March, the last time under the ousted government, demonstrated some recovery in demand having reached the 5-million-ton mark again since Oct-21 but it is no where near the demand expectations for cement manufacturers that have entered a new expansion cycle. In monthly dispatches, exports share has tanked to nearly 5 percent owing to really high freight rates making exports abroad unviable. Exports have also fallen cross-border to Afghanistan owing to the political upheaval in that country. Construction is also halted in other markets such as Sri Lanka which are feeling the burn in their pockets due to inflating. Default in that country seems almost imminent. At such time, when inflation is very high, and commodity prices in the international markets due to the Russia-Ukraine war are continuing to spiral out of control, it becomes a matter of survival and not getting hit by the wrecking ball.
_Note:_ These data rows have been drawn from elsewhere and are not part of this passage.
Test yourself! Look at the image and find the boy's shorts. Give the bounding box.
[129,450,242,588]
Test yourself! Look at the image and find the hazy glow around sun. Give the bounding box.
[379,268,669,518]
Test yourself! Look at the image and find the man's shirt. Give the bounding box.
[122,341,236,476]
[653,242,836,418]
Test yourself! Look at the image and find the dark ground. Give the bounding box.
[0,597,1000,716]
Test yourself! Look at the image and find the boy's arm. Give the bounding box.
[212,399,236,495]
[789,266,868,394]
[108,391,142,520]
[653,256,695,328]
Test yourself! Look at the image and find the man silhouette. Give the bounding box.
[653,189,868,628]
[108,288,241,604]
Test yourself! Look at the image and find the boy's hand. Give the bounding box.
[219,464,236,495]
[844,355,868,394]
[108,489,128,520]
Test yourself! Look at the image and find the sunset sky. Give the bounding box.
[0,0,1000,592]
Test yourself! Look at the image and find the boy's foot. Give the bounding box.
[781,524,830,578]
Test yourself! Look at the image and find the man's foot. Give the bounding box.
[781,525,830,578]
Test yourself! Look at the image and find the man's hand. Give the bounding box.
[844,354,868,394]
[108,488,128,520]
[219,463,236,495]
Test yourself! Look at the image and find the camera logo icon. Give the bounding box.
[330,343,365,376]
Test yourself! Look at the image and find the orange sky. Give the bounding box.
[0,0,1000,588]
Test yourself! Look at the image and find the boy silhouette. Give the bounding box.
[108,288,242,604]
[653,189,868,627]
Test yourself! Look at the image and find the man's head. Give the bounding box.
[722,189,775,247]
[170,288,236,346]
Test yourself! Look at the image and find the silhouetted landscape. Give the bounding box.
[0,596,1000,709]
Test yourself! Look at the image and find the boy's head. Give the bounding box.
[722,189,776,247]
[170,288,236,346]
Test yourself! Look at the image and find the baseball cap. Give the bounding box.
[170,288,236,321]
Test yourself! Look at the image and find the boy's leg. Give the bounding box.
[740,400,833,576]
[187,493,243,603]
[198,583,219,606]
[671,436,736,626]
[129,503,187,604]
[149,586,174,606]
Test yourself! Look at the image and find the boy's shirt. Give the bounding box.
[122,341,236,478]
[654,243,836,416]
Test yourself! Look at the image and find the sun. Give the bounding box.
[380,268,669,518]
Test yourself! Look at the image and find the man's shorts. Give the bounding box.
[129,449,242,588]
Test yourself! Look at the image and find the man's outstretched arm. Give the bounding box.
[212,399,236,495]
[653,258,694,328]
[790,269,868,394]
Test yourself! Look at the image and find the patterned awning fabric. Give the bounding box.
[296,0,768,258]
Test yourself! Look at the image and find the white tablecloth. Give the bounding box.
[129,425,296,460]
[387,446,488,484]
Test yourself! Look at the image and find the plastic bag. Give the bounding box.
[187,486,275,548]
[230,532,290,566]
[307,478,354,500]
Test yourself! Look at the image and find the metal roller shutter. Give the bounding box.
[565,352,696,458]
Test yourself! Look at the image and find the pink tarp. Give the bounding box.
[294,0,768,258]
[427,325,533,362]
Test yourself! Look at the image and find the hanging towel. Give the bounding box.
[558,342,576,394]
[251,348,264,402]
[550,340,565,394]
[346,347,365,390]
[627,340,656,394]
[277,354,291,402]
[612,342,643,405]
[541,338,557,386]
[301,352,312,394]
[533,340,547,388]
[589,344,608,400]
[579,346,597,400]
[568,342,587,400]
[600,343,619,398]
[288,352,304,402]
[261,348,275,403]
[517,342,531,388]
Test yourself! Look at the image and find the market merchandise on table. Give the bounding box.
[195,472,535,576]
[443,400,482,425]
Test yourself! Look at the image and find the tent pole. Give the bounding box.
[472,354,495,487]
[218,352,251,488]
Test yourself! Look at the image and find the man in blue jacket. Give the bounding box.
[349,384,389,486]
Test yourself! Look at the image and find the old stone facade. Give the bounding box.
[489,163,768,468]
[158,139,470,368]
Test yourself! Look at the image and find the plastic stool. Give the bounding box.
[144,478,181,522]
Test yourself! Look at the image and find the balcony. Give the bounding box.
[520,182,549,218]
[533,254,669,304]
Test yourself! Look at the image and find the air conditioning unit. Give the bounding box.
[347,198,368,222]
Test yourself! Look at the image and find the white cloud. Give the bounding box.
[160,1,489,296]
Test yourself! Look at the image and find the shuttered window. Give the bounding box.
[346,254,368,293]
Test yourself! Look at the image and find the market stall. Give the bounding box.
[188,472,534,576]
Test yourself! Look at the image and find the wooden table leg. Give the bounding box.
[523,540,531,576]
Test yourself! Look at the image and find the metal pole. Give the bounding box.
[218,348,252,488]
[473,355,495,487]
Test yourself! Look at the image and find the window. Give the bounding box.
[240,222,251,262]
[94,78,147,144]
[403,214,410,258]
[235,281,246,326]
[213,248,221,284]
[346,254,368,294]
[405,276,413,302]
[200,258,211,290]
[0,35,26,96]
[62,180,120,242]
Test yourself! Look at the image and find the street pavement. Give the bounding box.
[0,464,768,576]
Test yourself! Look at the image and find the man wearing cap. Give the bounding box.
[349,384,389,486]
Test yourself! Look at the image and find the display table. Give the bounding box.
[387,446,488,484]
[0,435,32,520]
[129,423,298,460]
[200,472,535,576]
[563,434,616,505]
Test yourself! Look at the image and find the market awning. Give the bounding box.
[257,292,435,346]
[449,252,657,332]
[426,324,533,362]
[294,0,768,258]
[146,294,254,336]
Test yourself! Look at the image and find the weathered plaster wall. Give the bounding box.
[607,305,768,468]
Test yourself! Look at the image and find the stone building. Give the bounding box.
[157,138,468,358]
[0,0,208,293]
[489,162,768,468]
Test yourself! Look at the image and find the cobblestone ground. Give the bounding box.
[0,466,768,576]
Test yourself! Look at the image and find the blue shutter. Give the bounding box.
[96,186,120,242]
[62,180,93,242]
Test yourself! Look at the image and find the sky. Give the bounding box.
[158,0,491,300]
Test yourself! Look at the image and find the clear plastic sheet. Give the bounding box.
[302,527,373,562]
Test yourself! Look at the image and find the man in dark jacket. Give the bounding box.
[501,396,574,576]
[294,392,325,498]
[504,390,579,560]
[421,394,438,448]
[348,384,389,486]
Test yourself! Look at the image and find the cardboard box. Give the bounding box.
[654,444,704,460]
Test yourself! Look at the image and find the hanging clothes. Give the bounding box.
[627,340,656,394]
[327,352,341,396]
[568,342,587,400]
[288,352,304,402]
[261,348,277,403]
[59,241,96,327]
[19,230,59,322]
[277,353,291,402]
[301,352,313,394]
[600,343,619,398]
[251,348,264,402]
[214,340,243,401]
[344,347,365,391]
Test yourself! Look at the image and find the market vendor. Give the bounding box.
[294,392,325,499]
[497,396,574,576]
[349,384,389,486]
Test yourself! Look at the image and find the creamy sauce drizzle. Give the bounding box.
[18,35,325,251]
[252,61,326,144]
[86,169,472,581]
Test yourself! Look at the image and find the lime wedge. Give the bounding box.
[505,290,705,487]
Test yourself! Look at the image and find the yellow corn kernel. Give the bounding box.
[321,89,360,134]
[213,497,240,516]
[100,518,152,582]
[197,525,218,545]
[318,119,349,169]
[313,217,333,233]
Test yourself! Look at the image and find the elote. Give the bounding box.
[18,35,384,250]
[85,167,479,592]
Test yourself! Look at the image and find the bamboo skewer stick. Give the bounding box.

Cement’s major raw material, coal has fallen prey to chaotic demand-supply dynamics since covid-restrictions lifted. At first, it was China’s ballooning demand that sent prices hurtling forward and now it is massive bans on Russia that are keeping coal prices in flux. Some hope on the horizon exists to find equilibrium but in the interim, cement manufactures have been moving their coal procurement to Afghanistan’s cheaper coal (25-30% lower than South African variety) where many manufacturers in the north are using up to 70 percent Afghan coal in the mix. However, Afghan coal prices are also rising in tandem with global prices and rupee depreciation does not bode well on the imported cost front anyway.

The industry will get squeezed from both the revenue side and the cost side over the coming months. Demand expectations given the political situation in the country are weak. Rising construction costs—among which steel prices have nearly doubled—are keeping private constructors at bay. Those public projects where funding has been released will continue with construction. At such a time, if cement manufacturers continue to raise prices, it won’t be useful to margins since demand is already weakening. They will go by the ear. They might even reduce production or shut down plants if demand plummets too much. If Afghan coal becomes infeasible too, coal procurement would have to be delayed leading to reduce production once again.